There’s no project file for web projects anymore. There are project files for the other types of visual studio projects, but not for web projects. We projects are “special”. They are “special” in that special way that we use the word “special” to talk about things that are, er…, not quite right, but without having to say that they’re not quite right. As in, “The Visual Basic petition is ‘special’”.
So apparently, we are all men (and ladies) enough to deal with project files in our class library and setup projects, but we apparently just couldn’t hack it anymore when it came to web projects.
“Dammit Jim, there are five projects in this solution… I can’t handle another project file! Can’t we get rid of one of these project files? Arrrrg!!” Sound spurious to you? Yeah, me too.
So why did the ASP .NET 2.0 developer experience whiz brains in Redmond make project files go away for web projects? They answer is really quite simple and really quite enlightening when you finally see it…
Without a project file for web projects, there is no way to register referenced assemblies other than adding the assemblies to the web project’s Bin folder – which is what a web project’s “Add Reference” gizmo does. This is really quite useless if you happen to be using a source control system.
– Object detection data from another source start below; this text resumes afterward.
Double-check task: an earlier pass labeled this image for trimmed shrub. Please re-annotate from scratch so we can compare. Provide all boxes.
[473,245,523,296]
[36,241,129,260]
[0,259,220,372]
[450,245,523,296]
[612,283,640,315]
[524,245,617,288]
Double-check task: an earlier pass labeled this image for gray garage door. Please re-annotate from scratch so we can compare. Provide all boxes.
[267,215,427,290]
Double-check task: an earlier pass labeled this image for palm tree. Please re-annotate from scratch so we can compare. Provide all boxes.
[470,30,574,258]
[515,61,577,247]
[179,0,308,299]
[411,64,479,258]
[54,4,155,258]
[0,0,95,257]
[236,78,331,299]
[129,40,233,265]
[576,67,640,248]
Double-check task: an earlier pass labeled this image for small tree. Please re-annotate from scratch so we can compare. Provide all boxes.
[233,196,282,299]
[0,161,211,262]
Without having anything but a collection of files in a folder to specify the references, you’ve gotta put that Bin folder under source control.
When you have a solution with a web project and a couple of class libraries, new versions of those class library assemblies are copied to the web project's Bin folder each time they are built. With multiple people on the team building the solution, they will constantly get check in conflicts in the web project’s Bin folder because they are constantly creating new versions of the assemblies in the Bin folder with each build in their own dev environments.
The work around is to not put the web project’s Bin folder under source control and to add a post build event to every project “referenced” by the web project to “push” the complied class libraries to the web project’s Bin folder. This allows the web project to have the right assembly references and to keep the source control mechanism from having to play a part in the web project references dance.
So you see… this is why they got rid of project files for web projects. Simple huh?
P.S. Scott Allen dropped me a note to say that this is supposed to be fixed by RTM by having the references stored in the solution file. If this is true, then the web project's references are stored in the wrong damned place. If they've gotta write code to store this stuff somewhere, why not just store it in a project file. It's the same damned thing as storing it in a solution file, except that the solution file shouldn't be the home of information that applies specifically to projects. What if that web project were to be used in multiple solutions, like when you have different solutions for a web project that don’t include the superset of all the class library projects in a solution so that you get quicker build times when doing Test-Driven Development?